Throughout my life, I have learned from both my successes and failures; I state it right on the homepage. So, I can’t simply talk about success. As a normal function of taking classes, tests are given to measure your understanding and comprehension of the material covered. I am studious and have been rewarded for my efforts with high marks. However, I do not have an unblemished record. This week has been an example of that.
I took an exam in one of my classes and felt really good walking in the door. I had thoroughly covered the material and felt confident. During the exam, I was constantly checking the clock to make sure I had enough time to finish. I attacked the low hanging fruit first and then the ones taking more consideration. Afterwards, I walked out the door as confidently as a I had walked in.
The test was returned and I was surprised to see a portion of instructions encircled in red. One word stood out among all the rest – handwriting. My heart sank and the wind immediately left my sails. My knowledge and understanding of the content was no longer the issue. Embarrassed, I knew I had failed at something that should have been a non-issue; something learned in elementary school.
Rather than letting this failure get me down and affect my motivation, I am ready to learn and move on. Obviously, this has a simple solution – take more time writing my responses on the next exam. Beyond that, I asked myself how can I use this example to help prepare myself for larger failures that may, and likely will, come? Below are my 7 steps on how to effectively react to failures to do better in the future.
- Accept the failure: It happened, now take a moment to get out the frustration and clear your mind.
- Done yet? Double check to make sure there is no lingering negativity floating around.
- Analyze: What happened? What were the circumstances leading to the failure?
- Internal Review: How could I have avoided this? What was my internal systemic issue that allowed this to happen?
- External Review : Without blaming, were there any external factors that could repeat, which I must consider for the future?
- Fix it: Compile your thoughts and make real decisions that will help you avoid making the same mistake again.
- Consider it a lesson learned: Once you have found the fix, find a way to remind yourself before the next time it could come up. If you don’t prepare adequately, you are bound to repeat.
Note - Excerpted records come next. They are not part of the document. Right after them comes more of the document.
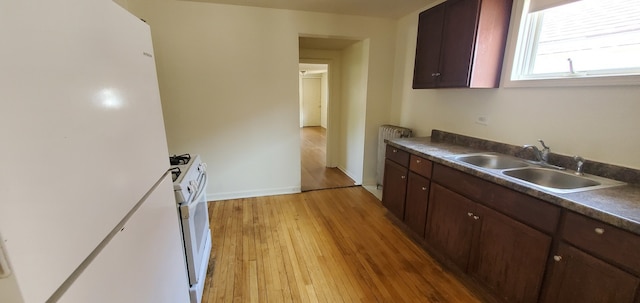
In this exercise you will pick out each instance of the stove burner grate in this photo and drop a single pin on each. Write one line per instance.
(175, 173)
(180, 159)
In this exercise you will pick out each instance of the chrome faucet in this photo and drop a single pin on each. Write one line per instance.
(542, 155)
(579, 163)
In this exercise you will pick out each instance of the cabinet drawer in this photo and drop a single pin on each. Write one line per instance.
(605, 241)
(396, 155)
(526, 209)
(420, 166)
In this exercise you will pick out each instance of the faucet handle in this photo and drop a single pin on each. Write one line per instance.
(579, 163)
(543, 145)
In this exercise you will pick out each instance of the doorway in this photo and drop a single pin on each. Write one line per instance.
(314, 100)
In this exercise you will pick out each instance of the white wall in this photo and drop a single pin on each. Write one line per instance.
(212, 60)
(599, 123)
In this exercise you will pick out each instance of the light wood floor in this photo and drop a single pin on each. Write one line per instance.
(315, 174)
(332, 245)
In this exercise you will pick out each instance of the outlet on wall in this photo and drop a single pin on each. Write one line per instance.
(482, 120)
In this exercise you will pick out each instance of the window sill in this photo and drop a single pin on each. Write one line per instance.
(573, 82)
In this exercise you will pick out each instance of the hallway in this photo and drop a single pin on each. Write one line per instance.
(315, 174)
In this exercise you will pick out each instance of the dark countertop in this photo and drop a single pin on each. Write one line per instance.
(618, 206)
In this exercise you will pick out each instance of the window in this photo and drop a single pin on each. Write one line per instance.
(580, 39)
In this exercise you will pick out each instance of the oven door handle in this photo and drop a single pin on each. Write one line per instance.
(202, 188)
(5, 271)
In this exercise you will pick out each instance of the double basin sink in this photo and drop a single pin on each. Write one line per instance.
(549, 179)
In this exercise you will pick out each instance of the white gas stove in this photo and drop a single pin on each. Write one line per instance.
(189, 185)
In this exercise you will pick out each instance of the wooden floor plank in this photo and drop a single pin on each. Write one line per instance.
(334, 245)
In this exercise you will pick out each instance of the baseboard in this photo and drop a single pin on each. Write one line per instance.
(212, 197)
(374, 190)
(342, 169)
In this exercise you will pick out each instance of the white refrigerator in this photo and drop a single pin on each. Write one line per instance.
(87, 211)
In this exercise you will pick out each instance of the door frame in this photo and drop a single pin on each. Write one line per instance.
(332, 108)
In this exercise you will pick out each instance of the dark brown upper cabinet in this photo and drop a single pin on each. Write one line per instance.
(461, 44)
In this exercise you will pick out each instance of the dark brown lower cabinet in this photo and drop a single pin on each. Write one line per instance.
(506, 256)
(509, 257)
(450, 224)
(415, 212)
(395, 188)
(579, 277)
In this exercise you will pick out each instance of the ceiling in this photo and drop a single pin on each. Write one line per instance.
(372, 8)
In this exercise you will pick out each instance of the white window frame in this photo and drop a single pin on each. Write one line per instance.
(518, 31)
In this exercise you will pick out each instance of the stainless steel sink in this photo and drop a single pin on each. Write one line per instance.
(554, 180)
(491, 161)
(559, 181)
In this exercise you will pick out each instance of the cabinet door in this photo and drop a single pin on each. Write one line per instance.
(428, 47)
(450, 224)
(579, 277)
(395, 188)
(415, 213)
(509, 257)
(458, 39)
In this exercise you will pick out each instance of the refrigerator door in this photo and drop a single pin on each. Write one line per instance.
(82, 132)
(144, 262)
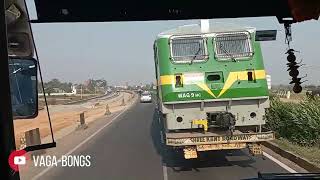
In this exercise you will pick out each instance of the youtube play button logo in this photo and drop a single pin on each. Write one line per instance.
(17, 158)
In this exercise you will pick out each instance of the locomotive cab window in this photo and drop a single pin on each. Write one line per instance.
(236, 45)
(188, 49)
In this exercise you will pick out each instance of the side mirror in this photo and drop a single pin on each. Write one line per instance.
(24, 89)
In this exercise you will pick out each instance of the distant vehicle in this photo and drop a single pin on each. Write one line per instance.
(146, 97)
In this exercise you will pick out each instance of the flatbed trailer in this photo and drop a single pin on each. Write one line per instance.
(194, 142)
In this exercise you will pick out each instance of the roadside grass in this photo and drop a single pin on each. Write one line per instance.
(311, 153)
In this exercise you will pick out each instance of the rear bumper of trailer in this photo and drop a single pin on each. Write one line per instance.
(191, 143)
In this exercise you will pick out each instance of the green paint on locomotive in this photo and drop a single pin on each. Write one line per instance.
(234, 82)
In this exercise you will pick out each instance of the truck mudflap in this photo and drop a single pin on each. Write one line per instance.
(229, 141)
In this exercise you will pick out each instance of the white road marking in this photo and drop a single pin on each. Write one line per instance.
(80, 144)
(165, 172)
(279, 163)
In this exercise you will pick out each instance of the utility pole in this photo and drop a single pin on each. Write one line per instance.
(7, 141)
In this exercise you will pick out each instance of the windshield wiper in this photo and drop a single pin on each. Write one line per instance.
(228, 54)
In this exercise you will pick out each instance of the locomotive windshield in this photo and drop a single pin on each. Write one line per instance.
(188, 49)
(233, 45)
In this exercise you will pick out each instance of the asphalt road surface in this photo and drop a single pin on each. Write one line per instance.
(130, 148)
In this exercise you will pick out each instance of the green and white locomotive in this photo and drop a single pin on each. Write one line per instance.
(212, 90)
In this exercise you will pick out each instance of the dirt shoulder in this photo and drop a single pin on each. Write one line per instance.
(67, 117)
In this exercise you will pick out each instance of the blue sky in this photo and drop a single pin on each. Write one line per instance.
(122, 51)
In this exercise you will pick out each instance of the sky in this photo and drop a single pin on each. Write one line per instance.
(122, 52)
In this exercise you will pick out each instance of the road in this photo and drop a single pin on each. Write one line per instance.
(130, 148)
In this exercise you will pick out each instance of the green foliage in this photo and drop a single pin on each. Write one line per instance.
(297, 122)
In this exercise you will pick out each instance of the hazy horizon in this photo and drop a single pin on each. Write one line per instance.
(121, 52)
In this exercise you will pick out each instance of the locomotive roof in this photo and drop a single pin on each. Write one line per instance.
(195, 29)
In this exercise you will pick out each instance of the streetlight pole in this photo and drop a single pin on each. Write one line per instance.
(7, 141)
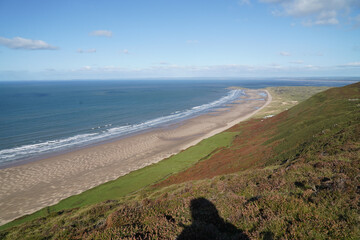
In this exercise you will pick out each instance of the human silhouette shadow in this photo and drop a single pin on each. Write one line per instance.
(207, 224)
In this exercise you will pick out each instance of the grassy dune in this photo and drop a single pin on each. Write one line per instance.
(294, 175)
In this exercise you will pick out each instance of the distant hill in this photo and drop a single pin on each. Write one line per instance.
(295, 175)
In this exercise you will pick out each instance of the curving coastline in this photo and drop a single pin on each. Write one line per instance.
(30, 187)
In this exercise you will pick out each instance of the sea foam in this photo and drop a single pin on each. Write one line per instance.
(109, 132)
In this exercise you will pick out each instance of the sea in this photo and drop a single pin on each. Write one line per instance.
(43, 118)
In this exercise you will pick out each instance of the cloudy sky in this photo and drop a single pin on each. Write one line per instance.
(67, 39)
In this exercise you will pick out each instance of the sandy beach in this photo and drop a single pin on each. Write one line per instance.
(27, 188)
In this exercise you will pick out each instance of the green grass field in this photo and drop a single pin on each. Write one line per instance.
(138, 179)
(134, 186)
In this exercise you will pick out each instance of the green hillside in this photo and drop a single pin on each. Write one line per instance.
(294, 176)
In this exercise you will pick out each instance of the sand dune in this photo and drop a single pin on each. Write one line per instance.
(27, 188)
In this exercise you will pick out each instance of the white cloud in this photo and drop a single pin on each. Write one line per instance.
(28, 44)
(285, 54)
(244, 2)
(314, 12)
(103, 33)
(356, 21)
(91, 50)
(351, 65)
(192, 41)
(297, 62)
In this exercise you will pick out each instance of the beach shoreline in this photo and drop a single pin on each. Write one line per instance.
(31, 186)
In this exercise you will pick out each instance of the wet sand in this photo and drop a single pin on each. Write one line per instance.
(27, 188)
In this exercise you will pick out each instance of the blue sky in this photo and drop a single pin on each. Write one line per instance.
(48, 39)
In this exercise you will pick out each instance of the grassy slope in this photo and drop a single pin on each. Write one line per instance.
(287, 144)
(149, 175)
(286, 97)
(136, 180)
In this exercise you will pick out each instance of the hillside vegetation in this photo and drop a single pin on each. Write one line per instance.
(293, 176)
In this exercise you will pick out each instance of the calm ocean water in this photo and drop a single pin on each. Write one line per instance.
(39, 118)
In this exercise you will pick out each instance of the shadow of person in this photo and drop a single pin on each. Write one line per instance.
(207, 224)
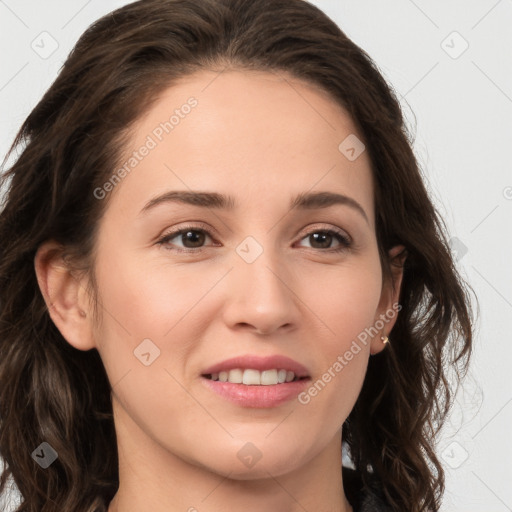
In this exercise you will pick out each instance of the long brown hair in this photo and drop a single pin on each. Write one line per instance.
(69, 145)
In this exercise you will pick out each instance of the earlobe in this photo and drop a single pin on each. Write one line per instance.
(388, 309)
(65, 296)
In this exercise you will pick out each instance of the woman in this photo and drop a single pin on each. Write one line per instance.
(220, 272)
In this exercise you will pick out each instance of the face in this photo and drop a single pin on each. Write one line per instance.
(271, 272)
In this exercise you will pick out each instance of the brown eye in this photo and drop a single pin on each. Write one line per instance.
(192, 238)
(323, 239)
(187, 238)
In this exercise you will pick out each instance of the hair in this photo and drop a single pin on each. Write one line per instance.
(69, 145)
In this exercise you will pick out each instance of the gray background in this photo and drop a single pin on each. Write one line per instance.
(459, 101)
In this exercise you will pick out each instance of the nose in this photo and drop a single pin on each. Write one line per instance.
(260, 297)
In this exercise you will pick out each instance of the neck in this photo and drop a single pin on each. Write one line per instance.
(152, 478)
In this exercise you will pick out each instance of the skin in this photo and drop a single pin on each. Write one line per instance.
(262, 138)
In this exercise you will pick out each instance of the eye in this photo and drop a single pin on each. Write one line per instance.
(323, 239)
(187, 238)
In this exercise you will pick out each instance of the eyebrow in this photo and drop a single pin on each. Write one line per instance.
(303, 201)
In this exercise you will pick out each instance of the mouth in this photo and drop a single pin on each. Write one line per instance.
(255, 381)
(253, 377)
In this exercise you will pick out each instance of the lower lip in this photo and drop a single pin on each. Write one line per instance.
(257, 396)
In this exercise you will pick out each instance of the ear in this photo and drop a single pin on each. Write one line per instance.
(65, 295)
(387, 311)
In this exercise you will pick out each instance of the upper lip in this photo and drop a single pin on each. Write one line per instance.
(260, 363)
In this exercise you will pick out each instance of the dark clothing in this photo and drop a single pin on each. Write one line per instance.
(363, 499)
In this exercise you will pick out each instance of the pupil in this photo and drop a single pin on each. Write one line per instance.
(195, 238)
(322, 237)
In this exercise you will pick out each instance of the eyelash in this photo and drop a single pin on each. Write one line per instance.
(345, 242)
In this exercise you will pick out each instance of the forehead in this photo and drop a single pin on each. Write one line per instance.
(262, 136)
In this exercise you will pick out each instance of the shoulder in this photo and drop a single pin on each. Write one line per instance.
(367, 497)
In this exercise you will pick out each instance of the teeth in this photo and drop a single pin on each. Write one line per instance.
(252, 377)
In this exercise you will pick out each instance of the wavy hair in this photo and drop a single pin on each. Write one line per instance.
(68, 146)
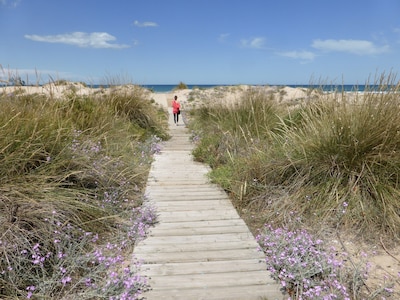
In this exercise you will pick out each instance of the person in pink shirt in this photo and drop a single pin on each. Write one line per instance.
(176, 109)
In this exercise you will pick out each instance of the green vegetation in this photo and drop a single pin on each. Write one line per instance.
(72, 172)
(181, 86)
(327, 166)
(313, 161)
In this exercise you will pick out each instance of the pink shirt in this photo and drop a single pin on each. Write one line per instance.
(175, 107)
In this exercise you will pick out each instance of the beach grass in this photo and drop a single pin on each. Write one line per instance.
(329, 165)
(72, 171)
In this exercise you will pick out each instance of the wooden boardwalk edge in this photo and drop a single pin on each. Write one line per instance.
(200, 248)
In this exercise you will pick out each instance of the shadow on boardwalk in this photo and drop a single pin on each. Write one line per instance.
(201, 248)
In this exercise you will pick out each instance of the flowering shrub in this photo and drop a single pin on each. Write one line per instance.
(74, 260)
(302, 265)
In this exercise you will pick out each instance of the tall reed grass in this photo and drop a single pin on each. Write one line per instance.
(72, 172)
(310, 160)
(328, 165)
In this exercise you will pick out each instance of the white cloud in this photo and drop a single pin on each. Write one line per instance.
(10, 3)
(303, 55)
(145, 24)
(360, 47)
(223, 36)
(256, 43)
(80, 39)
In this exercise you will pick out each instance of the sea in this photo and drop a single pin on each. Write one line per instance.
(166, 88)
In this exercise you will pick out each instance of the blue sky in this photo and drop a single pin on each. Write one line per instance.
(200, 42)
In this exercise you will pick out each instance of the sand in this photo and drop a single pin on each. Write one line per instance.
(384, 263)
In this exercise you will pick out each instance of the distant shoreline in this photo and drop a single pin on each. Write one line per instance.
(168, 88)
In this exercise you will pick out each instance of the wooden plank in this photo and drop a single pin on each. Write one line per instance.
(200, 255)
(256, 292)
(200, 248)
(208, 267)
(195, 247)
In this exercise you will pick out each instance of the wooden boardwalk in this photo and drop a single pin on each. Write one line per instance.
(201, 248)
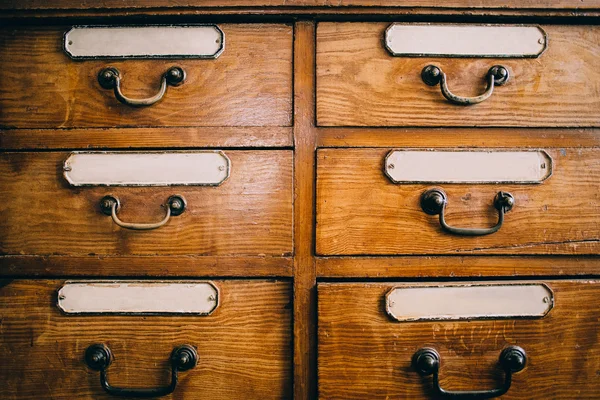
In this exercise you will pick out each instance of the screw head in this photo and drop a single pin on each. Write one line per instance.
(426, 361)
(175, 76)
(184, 357)
(504, 201)
(108, 77)
(98, 357)
(107, 202)
(500, 74)
(433, 201)
(177, 204)
(513, 359)
(431, 75)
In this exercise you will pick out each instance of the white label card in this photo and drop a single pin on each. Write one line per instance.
(184, 168)
(138, 297)
(469, 301)
(169, 41)
(458, 166)
(455, 40)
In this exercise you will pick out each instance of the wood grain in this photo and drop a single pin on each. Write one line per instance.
(305, 303)
(364, 354)
(455, 266)
(248, 85)
(142, 266)
(360, 211)
(73, 4)
(243, 347)
(250, 214)
(360, 84)
(91, 138)
(458, 137)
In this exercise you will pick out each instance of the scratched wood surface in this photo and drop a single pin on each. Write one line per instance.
(244, 346)
(360, 84)
(73, 4)
(249, 214)
(248, 85)
(360, 211)
(364, 354)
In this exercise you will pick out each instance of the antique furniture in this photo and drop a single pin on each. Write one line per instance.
(300, 199)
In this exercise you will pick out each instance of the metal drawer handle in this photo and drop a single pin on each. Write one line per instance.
(433, 202)
(99, 357)
(432, 75)
(110, 78)
(110, 206)
(427, 361)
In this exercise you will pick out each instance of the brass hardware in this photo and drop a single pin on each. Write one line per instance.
(426, 361)
(496, 76)
(110, 206)
(110, 78)
(434, 201)
(99, 357)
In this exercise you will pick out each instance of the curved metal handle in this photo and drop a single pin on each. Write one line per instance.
(99, 357)
(434, 201)
(496, 76)
(110, 78)
(427, 362)
(110, 206)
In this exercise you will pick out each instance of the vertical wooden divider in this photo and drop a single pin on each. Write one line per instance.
(305, 297)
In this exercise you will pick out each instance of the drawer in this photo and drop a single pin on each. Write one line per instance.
(249, 213)
(361, 211)
(243, 347)
(359, 82)
(248, 84)
(365, 353)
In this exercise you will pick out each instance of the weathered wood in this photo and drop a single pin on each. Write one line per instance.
(244, 346)
(151, 266)
(360, 211)
(455, 266)
(458, 137)
(360, 84)
(90, 138)
(248, 85)
(364, 354)
(249, 214)
(305, 302)
(73, 4)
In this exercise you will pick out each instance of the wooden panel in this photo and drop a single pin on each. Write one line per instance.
(360, 84)
(364, 354)
(359, 211)
(244, 347)
(151, 265)
(457, 137)
(455, 266)
(305, 290)
(90, 138)
(70, 4)
(248, 85)
(249, 214)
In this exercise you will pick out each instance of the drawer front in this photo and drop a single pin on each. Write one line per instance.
(248, 84)
(364, 353)
(510, 4)
(359, 83)
(243, 347)
(361, 211)
(250, 213)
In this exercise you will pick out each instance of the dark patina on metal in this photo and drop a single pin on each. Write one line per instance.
(434, 201)
(426, 361)
(99, 357)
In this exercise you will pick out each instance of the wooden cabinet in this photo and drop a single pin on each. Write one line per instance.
(243, 346)
(299, 199)
(363, 352)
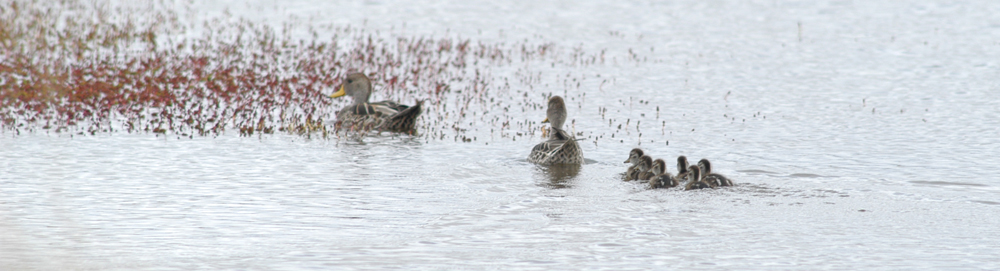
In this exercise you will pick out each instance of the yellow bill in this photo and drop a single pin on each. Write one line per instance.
(339, 93)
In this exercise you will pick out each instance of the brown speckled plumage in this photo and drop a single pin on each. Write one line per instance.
(561, 147)
(381, 116)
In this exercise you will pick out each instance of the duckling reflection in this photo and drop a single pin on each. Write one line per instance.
(632, 172)
(711, 177)
(662, 178)
(560, 175)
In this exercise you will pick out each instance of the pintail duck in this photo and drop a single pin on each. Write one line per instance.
(364, 116)
(711, 177)
(561, 147)
(633, 171)
(694, 179)
(662, 178)
(645, 168)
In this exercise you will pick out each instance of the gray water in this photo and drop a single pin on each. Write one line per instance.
(860, 135)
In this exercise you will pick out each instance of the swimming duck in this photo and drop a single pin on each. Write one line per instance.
(363, 116)
(710, 177)
(633, 171)
(694, 179)
(561, 147)
(645, 168)
(682, 168)
(662, 178)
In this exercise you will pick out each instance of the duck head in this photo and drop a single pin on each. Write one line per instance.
(659, 166)
(645, 163)
(356, 85)
(705, 166)
(694, 175)
(633, 156)
(682, 164)
(556, 114)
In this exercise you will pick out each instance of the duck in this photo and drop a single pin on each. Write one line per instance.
(662, 178)
(633, 157)
(364, 116)
(561, 147)
(682, 168)
(645, 168)
(694, 179)
(711, 177)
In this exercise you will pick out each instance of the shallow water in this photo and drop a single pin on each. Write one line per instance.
(865, 138)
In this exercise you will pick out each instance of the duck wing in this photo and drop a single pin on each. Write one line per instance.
(559, 149)
(404, 118)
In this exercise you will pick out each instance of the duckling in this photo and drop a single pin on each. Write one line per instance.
(633, 171)
(561, 147)
(382, 116)
(711, 177)
(682, 168)
(662, 178)
(694, 179)
(645, 167)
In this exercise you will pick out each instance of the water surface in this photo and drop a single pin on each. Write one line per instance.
(860, 135)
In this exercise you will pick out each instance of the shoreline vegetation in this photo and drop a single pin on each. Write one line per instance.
(88, 68)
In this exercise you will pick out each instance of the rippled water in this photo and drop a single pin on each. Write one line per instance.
(861, 135)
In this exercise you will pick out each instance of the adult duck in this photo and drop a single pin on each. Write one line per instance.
(561, 147)
(364, 116)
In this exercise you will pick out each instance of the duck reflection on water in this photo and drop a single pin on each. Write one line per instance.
(559, 176)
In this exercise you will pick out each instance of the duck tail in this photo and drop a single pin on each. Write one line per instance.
(405, 121)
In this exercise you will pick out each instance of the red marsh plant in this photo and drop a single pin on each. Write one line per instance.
(68, 67)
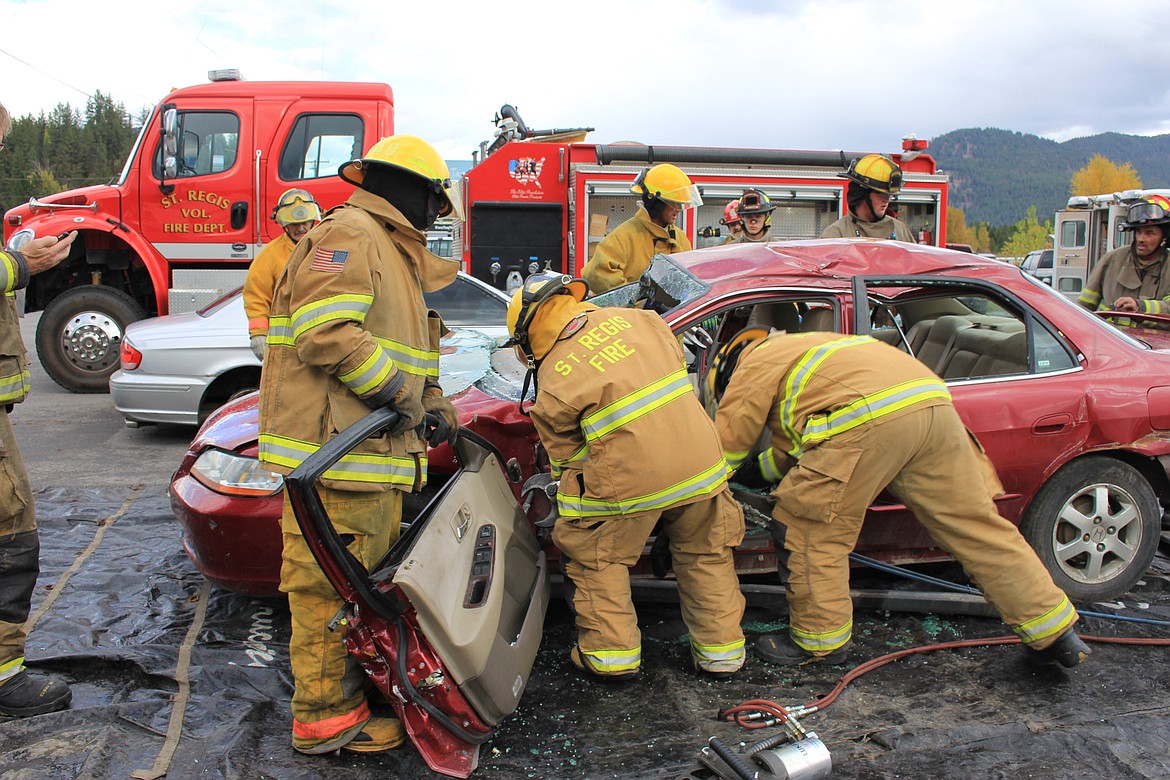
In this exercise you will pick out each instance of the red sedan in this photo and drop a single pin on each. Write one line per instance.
(1073, 411)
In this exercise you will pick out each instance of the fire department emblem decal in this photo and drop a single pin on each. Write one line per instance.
(525, 170)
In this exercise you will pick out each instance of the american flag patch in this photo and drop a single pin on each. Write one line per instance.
(331, 261)
(527, 170)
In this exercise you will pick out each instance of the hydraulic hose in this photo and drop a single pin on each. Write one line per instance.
(889, 568)
(763, 713)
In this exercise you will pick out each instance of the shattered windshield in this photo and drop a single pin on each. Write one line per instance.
(665, 282)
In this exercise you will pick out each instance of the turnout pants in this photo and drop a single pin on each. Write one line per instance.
(929, 461)
(330, 685)
(601, 551)
(19, 551)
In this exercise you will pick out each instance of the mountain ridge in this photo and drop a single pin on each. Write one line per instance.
(997, 174)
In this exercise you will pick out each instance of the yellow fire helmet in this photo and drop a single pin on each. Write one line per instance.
(667, 183)
(875, 172)
(294, 207)
(728, 356)
(527, 301)
(414, 154)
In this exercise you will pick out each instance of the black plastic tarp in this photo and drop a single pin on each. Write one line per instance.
(116, 629)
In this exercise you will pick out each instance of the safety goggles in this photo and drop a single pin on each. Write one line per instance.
(1146, 212)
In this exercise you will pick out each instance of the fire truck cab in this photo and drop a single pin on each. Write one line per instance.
(183, 220)
(544, 199)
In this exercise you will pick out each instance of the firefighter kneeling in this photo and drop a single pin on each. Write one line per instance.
(857, 416)
(631, 444)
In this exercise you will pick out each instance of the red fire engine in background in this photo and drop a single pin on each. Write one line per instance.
(192, 206)
(544, 199)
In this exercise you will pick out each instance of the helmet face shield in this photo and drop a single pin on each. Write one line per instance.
(1144, 213)
(294, 207)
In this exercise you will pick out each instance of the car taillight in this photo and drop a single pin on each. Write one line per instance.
(130, 357)
(235, 475)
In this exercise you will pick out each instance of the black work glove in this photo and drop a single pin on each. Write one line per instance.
(408, 407)
(440, 423)
(749, 475)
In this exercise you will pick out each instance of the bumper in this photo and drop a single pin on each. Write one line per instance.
(152, 398)
(234, 542)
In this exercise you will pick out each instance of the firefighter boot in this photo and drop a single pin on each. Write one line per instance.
(373, 736)
(783, 651)
(23, 695)
(1068, 650)
(575, 655)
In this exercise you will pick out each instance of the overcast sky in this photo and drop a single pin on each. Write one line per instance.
(817, 74)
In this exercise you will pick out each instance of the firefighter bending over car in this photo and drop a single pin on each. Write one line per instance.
(350, 332)
(853, 416)
(756, 212)
(296, 212)
(873, 181)
(630, 444)
(1135, 277)
(625, 254)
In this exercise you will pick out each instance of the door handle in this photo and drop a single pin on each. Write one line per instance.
(1051, 423)
(239, 214)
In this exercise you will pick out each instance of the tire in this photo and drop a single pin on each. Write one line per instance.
(80, 336)
(1095, 525)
Now, I am thinking about this as a reaction to a single test in a class, which is not something that will have a huge impact on my final grade (hopefully), my graduation, my career or my life. However, this same process to analyze and react appropriately should be used equally in your personal life and in business. Failure can be a good thing as long as you react in a manner that turns it into a learning experience; rather than the beginning of the end. Failures should be looked at as the opportunity for a new beginning.